Coolant Tank Subsystem

Electrical Load Subsystem

Hydrogen Source Subsystem

Pressure-Reducing Valve Subsystem

Oxygen Source Subsystem

Recirculation Subsystem

Simulation Results from Scopes

Simulation Results from Simscape Logging

This plot shows the current-voltage (i-v) curve of a fuel cell in the stack. As the current ramps up, an initial drop in voltage occurs due to electrode activation losses, followed by a gradual decrease in voltage due to Ohmic resistances. Near maximum current, a sharp drop in voltage occurs due to gas-transport-related losses.

This plot also shows the power produced by the cell. When the ramp scenario is selected, the power increases until a maximum power output, then decreases due to the high losses near maximum current.

This plot shows the electrical power produced by the fuel cell stack as well as the power consumed by the cathode air compressor and the coolant pump to maintain stable and efficient system operation. As a result, the net power produced by the system is a few percent less than the power produced by the stack. Note that this model assumes an isentropic compressor. Accounting for compressor efficiency would decrease net power gain by another couple of percent.

This plot also shows the excess heat generated by the fuel cell stack, which must be removed by the cooling system. The maximum power produced by the fuel cell stack is 95 kW.

This plot show the thermal efficiency of the fuel cell and its reactant utilization fraction. The thermal efficiency indicates the fraction of the hydrogen fuel's energy that the fuel cell has converted to useful electrical work. The theoretical maximum efficiency for a PEM fuel cell is 83%. However, actual efficiency is around 60% due to internal losses. Near maximum current, the efficiency drops to around 45%.

The reactant utilization is the fraction of the reactants, H2 and O2, flowing into the fuel cell stack that has been consumed by the fuel cell.

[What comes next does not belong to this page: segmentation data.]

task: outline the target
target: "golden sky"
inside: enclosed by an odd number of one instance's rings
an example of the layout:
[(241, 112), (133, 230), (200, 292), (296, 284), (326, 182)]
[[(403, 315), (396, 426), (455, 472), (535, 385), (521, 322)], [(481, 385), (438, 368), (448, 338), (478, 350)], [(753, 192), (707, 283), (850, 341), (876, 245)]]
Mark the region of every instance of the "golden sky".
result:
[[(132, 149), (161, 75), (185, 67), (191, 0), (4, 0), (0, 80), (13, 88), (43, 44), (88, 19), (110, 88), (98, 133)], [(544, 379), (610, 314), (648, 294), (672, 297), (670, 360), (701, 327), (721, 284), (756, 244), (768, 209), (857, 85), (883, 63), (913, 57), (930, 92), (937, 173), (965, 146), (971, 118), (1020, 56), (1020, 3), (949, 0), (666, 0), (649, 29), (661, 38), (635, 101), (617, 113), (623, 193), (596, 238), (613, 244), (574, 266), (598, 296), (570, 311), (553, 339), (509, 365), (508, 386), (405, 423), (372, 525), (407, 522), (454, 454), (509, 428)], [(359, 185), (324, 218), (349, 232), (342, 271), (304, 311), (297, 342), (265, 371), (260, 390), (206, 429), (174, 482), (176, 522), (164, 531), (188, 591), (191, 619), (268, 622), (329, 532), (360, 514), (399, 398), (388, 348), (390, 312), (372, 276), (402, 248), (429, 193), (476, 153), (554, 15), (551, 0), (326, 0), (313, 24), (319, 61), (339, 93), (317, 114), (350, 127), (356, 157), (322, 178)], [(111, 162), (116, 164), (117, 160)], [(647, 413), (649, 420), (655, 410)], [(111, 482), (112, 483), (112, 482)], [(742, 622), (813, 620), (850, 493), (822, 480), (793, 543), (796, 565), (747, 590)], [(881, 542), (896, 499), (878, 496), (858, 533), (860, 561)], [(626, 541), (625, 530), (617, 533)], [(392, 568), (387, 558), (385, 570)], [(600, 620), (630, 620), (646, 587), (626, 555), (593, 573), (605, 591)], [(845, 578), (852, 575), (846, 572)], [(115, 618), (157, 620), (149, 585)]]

While higher utilization makes better use of the gases flowing through the fuel cell, it decreases the concentration of the reactants and thus reduces the voltage produced. Unconsumed O2 is vented to the environment, but unconsumed H2 is recirculated back to the anode to avoid waste. H2 is periodically purged to remove contaminants.

This plot shows the temperatures at various locations in the system. The fuel cell stack temperature is maintained at a maximum of 80 degC by the cooling system. Fuel flowing to the anode is warmed by the recirculated flow. Air flowing to the cathode is warmed by the compressor.

Maintaining an optimal temperature is critical to the operation of the fuel cell because higher temperatures lower the relative humidity which increases the membrane resistance. In this model, the cooling system is operated by a simple control of the coolant pump flow rate. The plot shows the temperature of the coolant after it has absorbed heat from the fuel cell stack and after it has rejected heat in the radiator.

This plot shows the mass of hydrogen used during operation and the corresponding decrease in the hydrogen tank pressure. The energy of the consumed hydrogen fuel is converted to electrical energy.

This plot shows the molar concentrations of nitrogen and hydrogen in the fuel cell anode. Higher concentrations of nitrogen correspond to lower concentrations of hydrogen and lower fuel cell performance. This system has a purge valve for the purpose of maintaining high hydrogen concentration in the anode. The valve opens when the nitrogen molar concentration in the anode exceeds 50% and closes when it returns to 10%. When the purge valve opens to expel nitrogen, it unfortunately also expels hydrogen. Therefore, fuel cell purge valves typically require carefully designed control strategies.